Since first reading Murder Most Unladylike to my daughter as a bedtime story when she was still at primary school, we have both been hooked on the adventures of The Honourable Daisy Wells and her best friend Hazel Wong. Robin Stevens has created two iconic characters and written a marvellously entertaining set of beautifully plotted murder mysteries which tick all the “read for pleasure” boxes. You can read my reviews of the first seven full length mysteries here and Top Marks for Murder here.

For World Book Day 2020 a mini-mystery was published, The Case of the Drowned Pearl which I did not manage to review at the time, so belatedly, here is my review:

 

It is testament to this author’s brilliant plotting that she is able to write a self contained murder mystery within the space of 80 pages. All existing fans of the MMU series are likely to want to get their hands on this mini mystery and it is also a good place to start for children who are maybe not quite ready to read one of the longer books yet.

The story takes place in a rain and wind-swept British seaside town where Daisy, Hazel and the two junior Pinkertons, Alexander and George have been taken for a short holiday by Daisy’s mysterious uncle Felix and aunt Lucy. The older relatives are obviously investigating a mystery on behalf of the un-named secret spy agency they work for but having to pose as a normal family on holiday hence the addition of the young detectives.

From the moment they enter the down-at-heel hotel, which definitely doesn’t live up to Hazel’s expectations, they find themselves witnessing a heated conversation between two swimmers with aspirations for medals at the Berlin Olympic games which are due to take place the following month. The next morning on a pre-breakfast trip to the beach where Daisy has insisted they should all have a bracing swim in the chilly sea the children are astonished to stumble upon the drowned body of Amber Braithwaite, Britain’s best hope for a gold medal at the Olympics.

Of course our keen amateur detectives soon spot the clues that hint that this is no accidental drowning at sea but another murder mystery for them to investigate and fans of this series will love watching the young detectives at work.

As with all of Robin‘s previous books you are drawn into Daisy and Hazel‘s world and cannot help but admire the spirit of these two girls as they defy convention and expectations to solve another mystery. Their interaction with the Junior Pinkertons has developed over time to show their increasing maturity; their friendship and understanding of each other’s personalities continues to grow. Daisy can still be infuriatingly self-centred but you just can’t help loving her spirit and Hazel as ever is the voice of kindness, calmness and reason as she puts up with Daisy’s superior antics, supporting her friend and growing in wisdom herself.

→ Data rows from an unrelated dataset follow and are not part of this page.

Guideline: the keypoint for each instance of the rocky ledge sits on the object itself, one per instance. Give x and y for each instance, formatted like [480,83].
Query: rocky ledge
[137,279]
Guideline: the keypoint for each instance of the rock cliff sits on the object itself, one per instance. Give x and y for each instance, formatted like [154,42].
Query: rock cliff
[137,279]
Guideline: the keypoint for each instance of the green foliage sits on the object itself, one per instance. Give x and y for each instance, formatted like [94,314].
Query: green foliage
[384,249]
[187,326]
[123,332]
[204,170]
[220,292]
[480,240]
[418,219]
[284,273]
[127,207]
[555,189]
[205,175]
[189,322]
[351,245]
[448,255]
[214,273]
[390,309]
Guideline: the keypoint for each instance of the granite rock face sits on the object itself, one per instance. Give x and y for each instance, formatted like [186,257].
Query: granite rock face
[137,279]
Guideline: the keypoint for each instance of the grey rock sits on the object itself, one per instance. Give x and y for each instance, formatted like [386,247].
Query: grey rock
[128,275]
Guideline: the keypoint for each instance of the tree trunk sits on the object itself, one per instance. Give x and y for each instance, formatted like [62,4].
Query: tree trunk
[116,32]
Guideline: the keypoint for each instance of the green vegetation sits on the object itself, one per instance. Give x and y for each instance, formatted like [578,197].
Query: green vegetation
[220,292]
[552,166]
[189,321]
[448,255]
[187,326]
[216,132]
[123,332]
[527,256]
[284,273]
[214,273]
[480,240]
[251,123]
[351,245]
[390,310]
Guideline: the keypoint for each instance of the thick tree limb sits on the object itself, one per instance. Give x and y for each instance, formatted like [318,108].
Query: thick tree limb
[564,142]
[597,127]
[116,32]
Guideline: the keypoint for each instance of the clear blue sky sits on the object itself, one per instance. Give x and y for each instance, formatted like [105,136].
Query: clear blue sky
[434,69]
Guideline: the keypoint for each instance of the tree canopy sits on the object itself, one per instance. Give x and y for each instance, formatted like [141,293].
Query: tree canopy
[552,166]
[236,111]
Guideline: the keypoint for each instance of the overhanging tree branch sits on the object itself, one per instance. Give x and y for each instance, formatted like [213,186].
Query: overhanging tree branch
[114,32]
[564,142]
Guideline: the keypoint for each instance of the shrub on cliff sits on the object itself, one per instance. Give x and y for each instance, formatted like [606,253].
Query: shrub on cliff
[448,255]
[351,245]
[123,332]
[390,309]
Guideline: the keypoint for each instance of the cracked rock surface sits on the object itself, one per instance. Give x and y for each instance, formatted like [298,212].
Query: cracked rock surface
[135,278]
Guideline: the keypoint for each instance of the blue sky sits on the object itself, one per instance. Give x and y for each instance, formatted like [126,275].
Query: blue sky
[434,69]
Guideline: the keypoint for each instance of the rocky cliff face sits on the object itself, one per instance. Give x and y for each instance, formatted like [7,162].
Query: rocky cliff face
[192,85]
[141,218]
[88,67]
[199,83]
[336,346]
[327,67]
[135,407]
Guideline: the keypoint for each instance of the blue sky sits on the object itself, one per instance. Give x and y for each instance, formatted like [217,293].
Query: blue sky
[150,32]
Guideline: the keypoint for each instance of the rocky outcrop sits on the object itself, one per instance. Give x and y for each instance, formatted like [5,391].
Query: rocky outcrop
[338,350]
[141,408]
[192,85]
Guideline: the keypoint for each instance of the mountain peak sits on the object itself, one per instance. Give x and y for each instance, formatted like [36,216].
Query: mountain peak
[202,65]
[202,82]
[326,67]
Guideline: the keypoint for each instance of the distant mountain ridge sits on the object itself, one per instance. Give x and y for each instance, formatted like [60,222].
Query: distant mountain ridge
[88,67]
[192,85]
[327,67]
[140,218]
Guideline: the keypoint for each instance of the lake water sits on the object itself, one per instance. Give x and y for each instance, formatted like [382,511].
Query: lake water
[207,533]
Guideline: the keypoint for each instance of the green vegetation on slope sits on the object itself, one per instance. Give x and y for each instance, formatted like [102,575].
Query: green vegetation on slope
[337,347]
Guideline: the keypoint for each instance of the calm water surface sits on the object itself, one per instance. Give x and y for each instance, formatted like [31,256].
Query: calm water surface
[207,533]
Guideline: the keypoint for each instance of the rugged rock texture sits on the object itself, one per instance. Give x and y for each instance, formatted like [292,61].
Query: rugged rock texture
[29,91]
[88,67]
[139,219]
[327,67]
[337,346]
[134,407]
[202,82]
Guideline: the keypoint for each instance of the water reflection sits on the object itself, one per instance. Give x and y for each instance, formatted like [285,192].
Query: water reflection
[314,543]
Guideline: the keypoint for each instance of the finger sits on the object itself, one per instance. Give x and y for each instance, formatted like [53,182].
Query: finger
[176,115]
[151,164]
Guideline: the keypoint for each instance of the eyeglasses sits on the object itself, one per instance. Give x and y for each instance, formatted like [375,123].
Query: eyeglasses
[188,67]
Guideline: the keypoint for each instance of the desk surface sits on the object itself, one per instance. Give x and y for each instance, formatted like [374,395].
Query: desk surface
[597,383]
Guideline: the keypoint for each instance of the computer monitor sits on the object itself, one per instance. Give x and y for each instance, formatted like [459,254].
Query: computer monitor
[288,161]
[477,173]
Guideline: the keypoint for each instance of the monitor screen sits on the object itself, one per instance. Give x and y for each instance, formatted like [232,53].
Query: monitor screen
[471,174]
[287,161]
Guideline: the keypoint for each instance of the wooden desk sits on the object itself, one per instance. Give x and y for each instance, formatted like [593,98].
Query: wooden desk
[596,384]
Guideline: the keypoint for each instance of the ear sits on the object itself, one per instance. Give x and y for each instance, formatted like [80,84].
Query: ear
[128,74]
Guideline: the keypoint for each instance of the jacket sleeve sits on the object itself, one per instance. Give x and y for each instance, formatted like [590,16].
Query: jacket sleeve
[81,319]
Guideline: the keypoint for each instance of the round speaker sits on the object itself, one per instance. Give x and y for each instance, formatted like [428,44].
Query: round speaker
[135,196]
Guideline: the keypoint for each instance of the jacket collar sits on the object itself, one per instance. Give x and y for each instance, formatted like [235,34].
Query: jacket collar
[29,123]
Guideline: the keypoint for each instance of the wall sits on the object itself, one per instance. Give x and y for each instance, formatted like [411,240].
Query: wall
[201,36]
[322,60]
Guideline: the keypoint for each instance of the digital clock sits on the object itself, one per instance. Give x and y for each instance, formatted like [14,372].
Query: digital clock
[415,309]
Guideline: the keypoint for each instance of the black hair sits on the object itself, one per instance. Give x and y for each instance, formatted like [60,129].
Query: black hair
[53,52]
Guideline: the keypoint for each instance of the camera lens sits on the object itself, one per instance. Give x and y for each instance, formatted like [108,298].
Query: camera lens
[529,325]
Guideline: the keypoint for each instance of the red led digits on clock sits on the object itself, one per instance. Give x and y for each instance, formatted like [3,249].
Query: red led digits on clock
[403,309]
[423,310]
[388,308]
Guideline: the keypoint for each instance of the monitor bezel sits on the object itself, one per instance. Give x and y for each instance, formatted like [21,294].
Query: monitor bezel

This book nicely sets up the final mystery, due to be published later this summer. I cannot help feeling a sense of foreboding for the destiny of my favourite member of the detective society. I am torn between being desperate to read the final adventure and feeling that it is going to leave me heartbroken. I think I’ll be ordering a box of tissues alongside the book!

 

6 thoughts on “#MGTakesOnThursday: The Case of the Drowned Pearl by Robin Stevens

  1. I’m so glad you’ve recommended this – there is something about your sentence choice that really appeals to me. I so should have read this series before now. I think that as I’ve come back to middle-grade within the last year or so, I’ve missed out on lots of fantastic books – just have to find the time to catch up on some of them.

    Liked by 1 person

    1. Yes, it’s hard to keep the balance between the amazing new titles and some great books which appeared post-Harry Potter. I’m lucky because I read so many to my own 3 kids – but of course have to catch up with reviewing them!